“No! Aku sendiri, yang mau ke sana. Tapi, bukan berarti aku mau, nerusin perusahaan itu.”
Linda mengendikan bahunya. “Up to you. Mommy gak mau ikut campur, karena kamu paling tidak suka, Mommy ikut campur.”
“Thats right. And thank you, karena udah ngertiin aku. Satu lagi, Mom. Aku ingin menikah.”
“Menikahlah, Darling. Tapi, jangan semua perempuan yang masih kamu jajahi kamu nikahi.”
Daniel tersenyum miring. “Nggak kok, Mom. Tenang aja,” ucapnya santai.
Linda menatap wajah sang anak. “Bukan yang kemarin datang ke rumah mencari kamu, kan?”
Daniel menggeleng. “Bukan. Kenapa? Gak suka, sama dia?”
“Sedikit. Tapi, jika memang bukan dia, Mommy lega.”
Daniel terkekeh pelan. “Jangan dulu lega, Mom. Karena usia dia jauh lebih tua dariku.”
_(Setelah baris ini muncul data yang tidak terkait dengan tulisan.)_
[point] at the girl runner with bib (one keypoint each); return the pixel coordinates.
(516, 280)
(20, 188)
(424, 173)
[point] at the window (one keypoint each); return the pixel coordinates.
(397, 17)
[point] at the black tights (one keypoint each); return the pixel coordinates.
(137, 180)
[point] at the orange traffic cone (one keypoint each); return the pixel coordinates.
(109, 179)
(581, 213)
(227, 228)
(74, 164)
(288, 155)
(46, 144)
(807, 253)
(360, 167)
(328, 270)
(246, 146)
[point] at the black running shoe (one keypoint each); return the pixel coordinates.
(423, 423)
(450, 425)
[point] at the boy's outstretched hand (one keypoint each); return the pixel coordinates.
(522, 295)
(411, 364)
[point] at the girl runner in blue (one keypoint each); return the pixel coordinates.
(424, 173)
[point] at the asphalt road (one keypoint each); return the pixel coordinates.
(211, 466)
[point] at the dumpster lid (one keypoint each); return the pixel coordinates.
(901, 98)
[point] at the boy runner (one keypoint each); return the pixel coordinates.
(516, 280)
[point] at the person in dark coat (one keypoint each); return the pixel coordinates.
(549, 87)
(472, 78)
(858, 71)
Linda mengerutkan keningnya. “Why? Bukannya kamu pernah bilang, kalau kamu lebih suka perempuan yang lebih tua dari kamu? Berapa, usianya? Dua delapan? Dua sembilan?”
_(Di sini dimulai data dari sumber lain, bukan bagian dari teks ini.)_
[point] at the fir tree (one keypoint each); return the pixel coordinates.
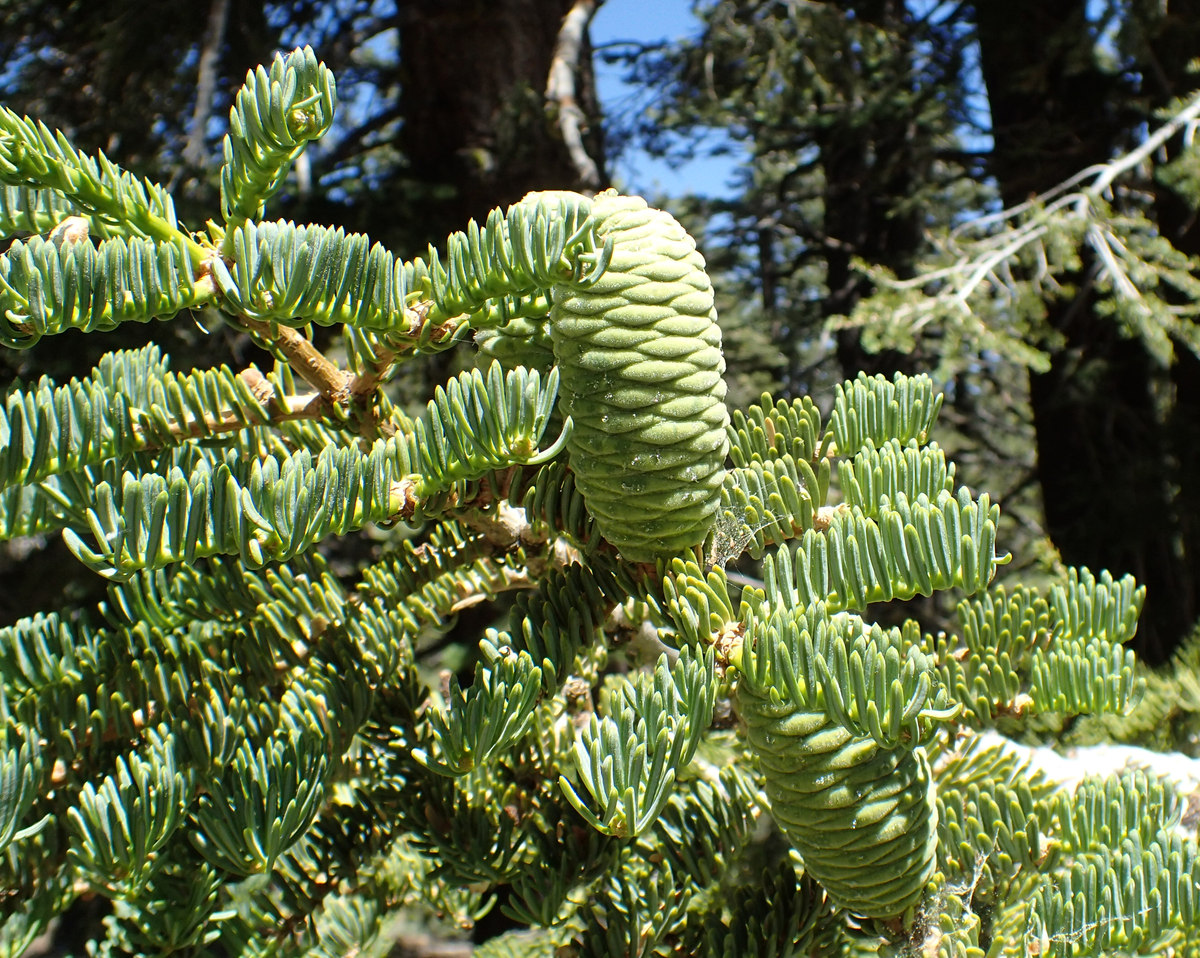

Daniel hanya diam sembari menyantap sarapannya itu. Sementara Linda masih menunggu jawaban dari anak sulungnya yang ingin segera menikahi wanita yang baru dia temui dalam satu malam kemarin.
Tak lama setelahnya, Viona datang dan duduk di samping sang kakak. “Balik kapan lo? kok gue baru lihat?” tanyanya kemudian.
Tanpa menoleh ke arah sang adik, Daniel menjawabnya sambil minum susu. “Jam satu.”
“Pantesan. Habis one night stand sama siapa lagi, lo? Kagak pulang dua hari satu malam?” tanyanya lagi.
“Kepo lo!” sengalnya kemudian.
“Mommy yang nanya aja gak dijawab. Apalagi kamu, Viona.”
Viona menoleh ke arah sang mama. “Mom. Daddy gak balik lagi? Kalian kapan akurnya sih? Sampai Daddy kena penyakit stroke?”
Linda mengendikan bahunya. “Mommy maish butuh uang daddy kamu. Lagi pula, dia mau main perempuan sampai seribu perempuan pun tidak akan bisa dinikahi.”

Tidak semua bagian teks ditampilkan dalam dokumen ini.